Importantly, this includes backing your writer in front of your stakeholders. Believe me, it’s no fun reworking copy that was supposed to be “approachable and a bit edgy” because some manager’s English teacher once said you can’t start a sentence with “but”. It’s the kind of feedback that provokes much swearing, and your writer won’t forget it if you just waved it through.
But show you value the writer’s expertise, and you’ll have a fan (and absurdly good copy) for life.
3. Give your writer access to the right people
In B2B – and especially in tech – you’re not the expert. And neither am I. But between the marketer and the writer, we need to create content that demonstrates the brilliance of your organisation, and delivers real insight to real customers in the real world.
The easiest way to make that happen is to introduce us to people.
For starters, your technical and product geniuses – the ones who can tell us just why that Triple-Widget Flangelator™ is such an important leap forward for the industry – are pretty much a given.
There’s a perception that these people won’t give their time, because they’re busy (or, if we’re honest, because they distrust and underestimate marketing). And sometimes that’s true. But every organisation has its share of talkative geeks – the ones who are only too thrilled to have an interested audience – and those people are B2B marketing gold. Cultivate them.
If you’d spent six months in a research lab perfecting a product feature, wouldn’t you like the opportunity to talk about why it matters?
But it’s not just the chatty boffin that can help your writer. That negative-sounding salesperson can give us an unorthodox, ground-level view of why people actually buy. And the more of your customers we can talk to, the more we’ll understand their world and how they handle technical jargon. (Fun fact: every case study I work on makes me a better writer for that brand.)
4. Be nice
When you’re at the end of the content marketing food chain, a little courtesy goes a long, long way.
I don’t mean you need to shower your writer with praise and gifts all the time – and you can and should make it very clear if you’re unhappy. But equally, when you’re pleased, take a moment to say so too.
In each case, be specific. Knowing what you’d like to see more/less of in future makes us better at the job. And the more we can get right in the first draft, the more it saves you – and us – time. It also shows you’re paying attention, and you would (I hope) be shocked at how many marketers aren’t.
After a long, hard day in the copy mines, a simple “Thank you – I especially loved this bit…” can make all the difference.
Better still, make that appreciation public. Good copywriters get most of their work through recommendations and referrals, so being the kind of marketer who is happy to give credit is a sure-fire way to get to the top of the favourite-clients list. (And yes, we do all have one.)
Professional relationships are human relationships too
Of course, you don’t have to do any of this.
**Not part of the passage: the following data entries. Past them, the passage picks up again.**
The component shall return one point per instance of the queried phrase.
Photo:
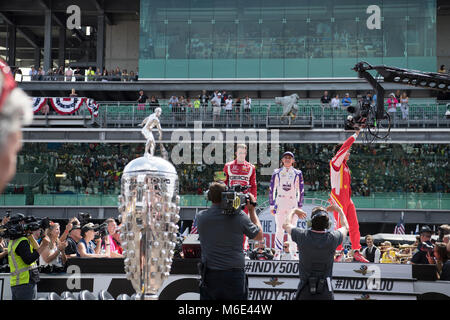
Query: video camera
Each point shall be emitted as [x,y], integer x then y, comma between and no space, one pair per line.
[22,226]
[358,114]
[234,200]
[84,218]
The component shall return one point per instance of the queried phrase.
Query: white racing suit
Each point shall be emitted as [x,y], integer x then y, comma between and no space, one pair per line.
[286,193]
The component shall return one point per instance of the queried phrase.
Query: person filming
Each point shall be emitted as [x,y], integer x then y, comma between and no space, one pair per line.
[316,248]
[221,236]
You’ll still get content that’s perfectly fine and if your copywriter doesn’t give you content of the right standard, you should absolutely find one who does.
But in a world that’s swamped with B2B content, look at your competitors and ask yourself if “perfectly fine” is going to cut it – or do you want your writer to go further, because they actually care about your success?
More to the point, maybe ask yourself why you wouldn’t do any of these four things – and how you’d like to be treated, if it was you.